May is sonorous on punishment, but extremely quiet on the monumental cuts to council youth budgets and services that have excited (much under-reported) protests, petitions and community concern about potential youth problems and violence (particularly after last August’s riots) in recent times. Councils have tended to file those petitions and that concern in the Tough Shit pile, but we’re going to have a quick poke through it all the same.
“There is no doubt that sometimes difficult behaviour, particularly by teenagers, remains an issue of great concern in many neighbourhoods,” Enver Solomon, the Children’s Society policy direction and standing committee for youth justice chair, told the Guardian this morning, “but youth engagement programmes, community mediation and interventions that address the whole family rather than just the child are far more effective than rushing to rely on court orders.”
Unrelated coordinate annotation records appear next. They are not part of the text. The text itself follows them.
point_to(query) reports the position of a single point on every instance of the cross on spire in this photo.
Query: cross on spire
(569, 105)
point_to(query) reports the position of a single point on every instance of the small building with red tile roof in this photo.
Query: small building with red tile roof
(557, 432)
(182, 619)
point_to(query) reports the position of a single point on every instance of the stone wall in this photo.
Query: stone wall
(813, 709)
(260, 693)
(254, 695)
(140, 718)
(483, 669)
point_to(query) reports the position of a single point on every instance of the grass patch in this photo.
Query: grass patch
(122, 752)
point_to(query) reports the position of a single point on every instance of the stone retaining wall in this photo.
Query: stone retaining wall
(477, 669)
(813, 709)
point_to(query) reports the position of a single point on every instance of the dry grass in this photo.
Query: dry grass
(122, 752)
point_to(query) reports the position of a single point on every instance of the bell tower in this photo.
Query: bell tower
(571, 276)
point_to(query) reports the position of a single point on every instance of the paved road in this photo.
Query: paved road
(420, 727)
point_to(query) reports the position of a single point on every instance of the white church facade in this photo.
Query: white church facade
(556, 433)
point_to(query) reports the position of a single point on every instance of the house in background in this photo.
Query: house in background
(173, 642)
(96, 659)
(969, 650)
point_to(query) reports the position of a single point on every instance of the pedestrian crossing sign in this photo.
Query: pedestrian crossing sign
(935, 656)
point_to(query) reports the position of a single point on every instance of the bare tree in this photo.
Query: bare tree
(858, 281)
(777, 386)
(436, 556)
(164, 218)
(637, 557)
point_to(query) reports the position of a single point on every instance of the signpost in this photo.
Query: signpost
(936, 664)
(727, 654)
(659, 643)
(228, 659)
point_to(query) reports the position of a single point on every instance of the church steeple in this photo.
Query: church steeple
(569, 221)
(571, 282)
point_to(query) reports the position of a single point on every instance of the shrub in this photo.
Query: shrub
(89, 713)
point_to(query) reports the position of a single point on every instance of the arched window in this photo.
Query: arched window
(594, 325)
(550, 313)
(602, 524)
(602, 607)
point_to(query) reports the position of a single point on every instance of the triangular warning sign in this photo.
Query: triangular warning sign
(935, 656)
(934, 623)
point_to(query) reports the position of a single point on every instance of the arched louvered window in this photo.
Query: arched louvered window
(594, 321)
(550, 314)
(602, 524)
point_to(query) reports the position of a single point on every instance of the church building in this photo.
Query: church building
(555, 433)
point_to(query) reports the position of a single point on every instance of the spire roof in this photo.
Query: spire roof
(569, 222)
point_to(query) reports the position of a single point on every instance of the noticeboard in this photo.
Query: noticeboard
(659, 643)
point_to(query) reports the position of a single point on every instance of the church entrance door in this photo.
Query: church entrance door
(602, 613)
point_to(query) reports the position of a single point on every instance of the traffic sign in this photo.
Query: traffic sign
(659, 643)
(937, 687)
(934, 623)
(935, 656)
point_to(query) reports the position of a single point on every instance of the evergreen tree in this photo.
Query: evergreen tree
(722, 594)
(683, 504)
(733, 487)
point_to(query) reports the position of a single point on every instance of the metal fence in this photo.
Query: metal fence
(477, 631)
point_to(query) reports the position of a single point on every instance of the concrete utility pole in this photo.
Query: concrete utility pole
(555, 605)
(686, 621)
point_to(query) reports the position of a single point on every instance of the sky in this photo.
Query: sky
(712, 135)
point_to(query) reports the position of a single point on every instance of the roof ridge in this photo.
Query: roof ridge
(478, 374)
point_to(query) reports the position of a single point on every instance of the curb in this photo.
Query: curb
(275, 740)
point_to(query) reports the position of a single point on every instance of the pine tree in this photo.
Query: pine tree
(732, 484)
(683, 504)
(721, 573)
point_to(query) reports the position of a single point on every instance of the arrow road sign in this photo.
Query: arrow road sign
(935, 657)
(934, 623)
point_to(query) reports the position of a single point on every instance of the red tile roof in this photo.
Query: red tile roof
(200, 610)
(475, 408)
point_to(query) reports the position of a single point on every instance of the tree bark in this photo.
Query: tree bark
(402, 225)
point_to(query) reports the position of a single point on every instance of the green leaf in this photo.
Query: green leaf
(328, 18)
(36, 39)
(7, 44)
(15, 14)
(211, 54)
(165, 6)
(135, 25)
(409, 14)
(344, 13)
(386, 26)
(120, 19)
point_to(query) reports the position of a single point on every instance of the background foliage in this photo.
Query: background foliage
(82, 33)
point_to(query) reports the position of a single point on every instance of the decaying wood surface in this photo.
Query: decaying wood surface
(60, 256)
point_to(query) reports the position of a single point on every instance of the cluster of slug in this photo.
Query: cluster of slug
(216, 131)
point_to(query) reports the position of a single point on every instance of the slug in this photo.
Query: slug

Enver is right. Unfortunately, we’re fast entering an era where your local council will be funding those services out of petty cash. If you’re lucky.
This post is a short outline some of those cuts to youth services. Am a bit rushed for time today, but will add to the list at the end over the next few days.
Last month, I attended a full and fraught Derbyshire county council meeting where several hundred locals turned up with a petition to save youth services that had been signed by themselves and more than 16,000 others. Local people were and are very concerned about a council proposal to cut youth service budgets by about £800,000 this year and to outsource parts of whatever is left to the voluntary and independent sectors.
People doubted that the same services could be delivered by those sectors, particularly on nearly £1m less. About 157 youth workers are likely to lose their jobs. Threatened services, as you’ll see from the video below, include a mobile service where youth workers travel around the county to talk to youngsters who might be hanging about and getting into trouble. The council confidently asserted that all sorts of voluntary and independent groups would and had come forward to fill the gaps that the cuts would open up. Unfortunately, the council was not prepared to release a list of those organisations.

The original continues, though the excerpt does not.